Status of Labels

The Translation Consumer Labels Project Team (Labels Team, for short) was tasked by ASTM to provide a more accessible description of the labels to assist in disseminating the concept and its use. Expanding on the text of ASTM F2575-2023, section 10.2, the Team strives to make known that labels are used to differentiate professionally verified translations from those that are not.

The factors behind the new labels are the process*, the qualifications of the translators involved, and accountability (who is responsible for flaws in the final project).

In October 2024, at the fall meeting of ASTM Technical Committee F43 held in Portland, Oregon, in conjunction with the 2024 ATA (www.atanet.org) conference, it was agreed that F2575 should be revised to feature the labels Professionally Verified Translation and Un-Verified Translation. It was also agreed to seek protection for the character mark PVTQ. And a new work item (WK92487)  was set up to formalize the new labels, with Alan Melby as the technical contact. A team of fourteen people was formed to discuss exactly how the content of section 10.2 of ASTM F2575 should be revised.

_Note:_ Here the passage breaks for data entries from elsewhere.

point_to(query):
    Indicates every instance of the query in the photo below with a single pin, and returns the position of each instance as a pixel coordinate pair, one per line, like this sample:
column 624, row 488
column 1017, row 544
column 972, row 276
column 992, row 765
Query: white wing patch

As a result of the work order, a ballot was issued at the subcommittee (F43.03 — translation) level and closed on April 9, 2025. The votes were counted, and, on April 11th,  the ballot was deemed to have passed. At the April 17, 2025, meeting of ASTM F43, it was agreed that the ballot to change the labels would be sent out to the entire technical committee.

The plan is to leave the text of section 10.2 exactly as it is in the ballot (associated with WK92487) and explain outside the standard in a non-normative fashion that if someone feels compelled to treat “PVTQ” as an acronym, they can expand it informally as an unofficial abbreviation based directly on the balloted text of section 10.2 (a Professionally Verified Translation that exhibits Quality because it meets specifications) without replacing the official label—Professionally Verified Translation—in the standard. This approach results in essentially a short form and a long form of the written-out label, but only the short form would be attached to a translation that is delivered to consumers.
 
Going further, we recommend, in the materials we develop about the labels, that the long form be used only when an explanation of the characters in the certification mark is requested or needed.

*Common Processes: traditional translation, which involves a translator, a reviser, and a reviewer; post-edited machine translation, which may or may not involve a professional translator; or raw machine output, etc.

This page was last updated on April 24, 2025.